48. A polyribonucleotide made according to the method of any one of claims 34-47.

49. A pharmaceutical composition comprising a polyribonucleotide made according to the method of any one of claims 34-47.

50. A method comprising administering: a polyribonucleotide made according to the method of any one of claims 34-47, or the pharmaceutical composition of claim 49, wherein the method is: (i) a method to stimulate an immune response; (ii) an antibody therapy method; (iii) an immune-modulation method; (iv) a vaccination method; (v) a gene therapy method; (vi) a cell therapy engineering method; (vii) an immunotherapy method; (viii) a protein replacement therapy method; (ix) a chemotherapeutic method; or (x) a combination of (i)-(ix).

51. Use of a polyribonucleotide made according to the method of any one of claims 34-47, or the pharmaceutical composition of claim 49 in the preparation of a medicament for: (i) a method to stimulate an immune response;(ii) an antibody therapy method; (iii) an immune-modulation method; (iv) a vaccination method; (v) a gene therapy method; (vi) a cell therapy engineering method; (vii) an immunotherapy method; (viii) a protein replacement therapy method; (ix) a chemotherapeutic method; or (x) a combination of (i)-(ix).

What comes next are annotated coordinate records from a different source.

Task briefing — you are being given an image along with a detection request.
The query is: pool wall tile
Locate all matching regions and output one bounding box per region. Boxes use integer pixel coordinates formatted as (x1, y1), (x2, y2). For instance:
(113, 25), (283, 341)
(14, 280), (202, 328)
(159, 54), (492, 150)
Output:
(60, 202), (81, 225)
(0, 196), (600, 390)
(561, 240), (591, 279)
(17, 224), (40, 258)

52. A composition comprising a polyribonucleotide made according to the method of any one of claims 34-47, or the pharmaceutical composition of claim 49, for use in: (i) a method to stimulate an immune response; (ii) an antibody therapy method; (iii) an immune-modulation method; (iv) a vaccination method; (v) a gene therapy method; (vi) a cell therapy engineering method; (vii) an immunotherapy method; (viii) a protein replacement therapy method; (ix) a chemotherapeutic method; or (x) a combination of (i)-(ix).